The United Kingdom’s consumer price inflation unexpectedly rose to 3.5% in April 2025, up from 3.2% in March, according to new data released on Wednesday, May 21 by the Office for National Statistics (ONS). The sharp increase was driven by higher energy prices and a spike in airfares, dealing a blow to earlier hopes that inflation was on a steady downward trajectory.
The reading was well above the Bank of England’s (BoE) 2% target, and exceeded analysts’ forecast of 3.1%. It is now fueling speculation that the BoE may delay any interest rate cuts it had planned for later this year, as policymakers face renewed pressure to keep inflation in check.
“This is a setback in the disinflationary trend we observed in Q1,” said Samuel Tombs, chief UK economist at Pantheon Macroeconomics. “The Bank of England will likely adopt a more cautious tone going forward.”
What’s Driving the Jump?
According to the ONS, several key components contributed to the April spike:
- Energy bills rose due to a seasonal adjustment in the energy price cap.
- Airfares surged as Britons booked summer travel.
- Food inflation remained sticky, though slightly eased compared to previous months.
- Services inflation — a key BoE concern — climbed to 6.2%, its highest in nearly two years.
Core inflation, which strips out volatile energy and food prices, also remained high at 4.6%, indicating broad-based price pressures across the UK economy.
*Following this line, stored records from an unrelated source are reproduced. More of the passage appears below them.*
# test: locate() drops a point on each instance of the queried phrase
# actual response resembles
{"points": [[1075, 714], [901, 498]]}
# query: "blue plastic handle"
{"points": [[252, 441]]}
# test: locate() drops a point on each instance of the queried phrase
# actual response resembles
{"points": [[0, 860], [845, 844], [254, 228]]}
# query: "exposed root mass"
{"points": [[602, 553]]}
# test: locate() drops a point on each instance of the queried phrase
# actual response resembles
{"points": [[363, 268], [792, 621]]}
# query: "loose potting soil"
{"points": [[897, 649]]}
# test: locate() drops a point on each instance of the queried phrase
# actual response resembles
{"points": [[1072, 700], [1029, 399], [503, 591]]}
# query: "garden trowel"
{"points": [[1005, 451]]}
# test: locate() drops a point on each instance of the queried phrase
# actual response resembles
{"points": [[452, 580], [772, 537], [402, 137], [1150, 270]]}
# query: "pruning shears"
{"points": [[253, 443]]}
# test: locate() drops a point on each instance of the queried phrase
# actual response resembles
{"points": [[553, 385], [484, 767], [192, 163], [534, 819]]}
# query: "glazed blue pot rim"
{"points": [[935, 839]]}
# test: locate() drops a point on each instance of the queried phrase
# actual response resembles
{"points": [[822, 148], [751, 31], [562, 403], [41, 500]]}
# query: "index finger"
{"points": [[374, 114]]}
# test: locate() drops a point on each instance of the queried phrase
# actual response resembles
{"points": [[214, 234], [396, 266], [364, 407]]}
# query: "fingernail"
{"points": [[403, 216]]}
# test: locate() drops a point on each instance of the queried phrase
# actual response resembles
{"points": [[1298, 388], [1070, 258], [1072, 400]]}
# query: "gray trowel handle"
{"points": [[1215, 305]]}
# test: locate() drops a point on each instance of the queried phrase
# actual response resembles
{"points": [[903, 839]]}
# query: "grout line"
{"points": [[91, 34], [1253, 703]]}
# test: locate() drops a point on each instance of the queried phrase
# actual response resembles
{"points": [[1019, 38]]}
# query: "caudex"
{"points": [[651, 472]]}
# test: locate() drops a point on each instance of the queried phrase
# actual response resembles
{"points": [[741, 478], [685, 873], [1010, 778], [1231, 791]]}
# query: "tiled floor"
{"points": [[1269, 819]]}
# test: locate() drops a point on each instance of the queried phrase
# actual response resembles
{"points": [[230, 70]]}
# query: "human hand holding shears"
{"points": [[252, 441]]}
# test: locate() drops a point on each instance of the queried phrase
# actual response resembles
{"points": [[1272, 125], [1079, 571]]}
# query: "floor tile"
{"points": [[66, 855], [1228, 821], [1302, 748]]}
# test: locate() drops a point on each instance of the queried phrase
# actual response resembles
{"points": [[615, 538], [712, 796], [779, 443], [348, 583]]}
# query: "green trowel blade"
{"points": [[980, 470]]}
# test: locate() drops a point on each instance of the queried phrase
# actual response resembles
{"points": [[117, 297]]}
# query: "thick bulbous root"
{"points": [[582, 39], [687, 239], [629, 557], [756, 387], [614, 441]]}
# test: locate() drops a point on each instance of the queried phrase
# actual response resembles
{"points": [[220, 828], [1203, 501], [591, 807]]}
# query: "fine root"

Market and Political Reaction
The surprise increase in inflation prompted a swift response in financial markets. UK bond yields rose, and the British pound edged higher against the euro and the U.S. dollar as investors recalibrated their expectations for monetary policy.
The figures arrive just weeks before the BoE’s next monetary policy meeting, where officials were previously expected to discuss the timeline for rate cuts. That now appears increasingly uncertain.
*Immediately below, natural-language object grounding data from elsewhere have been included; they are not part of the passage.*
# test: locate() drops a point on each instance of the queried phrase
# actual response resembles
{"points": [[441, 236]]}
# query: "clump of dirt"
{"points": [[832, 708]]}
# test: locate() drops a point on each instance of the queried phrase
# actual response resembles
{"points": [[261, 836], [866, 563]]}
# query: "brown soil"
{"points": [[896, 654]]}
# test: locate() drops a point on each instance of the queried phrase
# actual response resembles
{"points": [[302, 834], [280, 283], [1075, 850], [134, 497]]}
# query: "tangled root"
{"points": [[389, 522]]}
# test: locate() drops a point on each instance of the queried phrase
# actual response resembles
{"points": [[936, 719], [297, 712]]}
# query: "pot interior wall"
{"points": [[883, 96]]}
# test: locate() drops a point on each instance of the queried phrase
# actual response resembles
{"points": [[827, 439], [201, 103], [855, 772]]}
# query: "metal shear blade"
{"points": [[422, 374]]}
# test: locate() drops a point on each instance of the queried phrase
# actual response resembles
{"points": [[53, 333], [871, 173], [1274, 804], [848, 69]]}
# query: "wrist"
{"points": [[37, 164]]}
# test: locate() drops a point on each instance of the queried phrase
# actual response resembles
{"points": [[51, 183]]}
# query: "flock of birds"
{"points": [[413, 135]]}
“We now expect the Bank to keep rates unchanged at 5.25% until at least September,” said Allan Monks, economist at JPMorgan.
The inflation jump also poses a political headache for Prime Minister Rishi Sunak, whose government has made economic stability a central theme ahead of next year’s general election. The Conservative Party has been trailing in polls, and rising living costs remain a top voter concern.
Impact on Households
For millions of UK households, the inflation uptick reinforces ongoing cost-of-living pressures. Mortgage holders remain burdened by high interest rates, and many families are still recovering from the economic aftershocks of the pandemic and energy crisis.
Consumer groups have urged the government to extend support for low-income households and reconsider planned cuts to energy subsidies, warning that vulnerable Britons face a “painful summer.”
“This will hit the most exposed the hardest,” said Caroline Abrahams, director at Age UK. “Inflation may be down from its peak, but the squeeze is far from over.”
What Comes Next?
The BoE has raised interest rates 14 times since 2021 in its fight against inflation. While price pressures had been cooling since late 2023, this latest reading could mark a turning point — or at least a pause — in the expected easing cycle.
With global energy markets volatile, wage growth stubbornly high, and geopolitical tensions persisting, inflation could remain stickier than anticipated, especially in the services sector.
“The BoE is now stuck in a holding pattern,” said Yael Selfin, chief economist at KPMG UK. “It won’t want to move prematurely and reignite inflation risks.”
As the UK navigates the delicate path between economic growth and inflation control, April’s surprise figures serve as a reminder that the road to stability is far from smooth — and that the cost of living crisis remains a defining issue for British households and policymakers alike.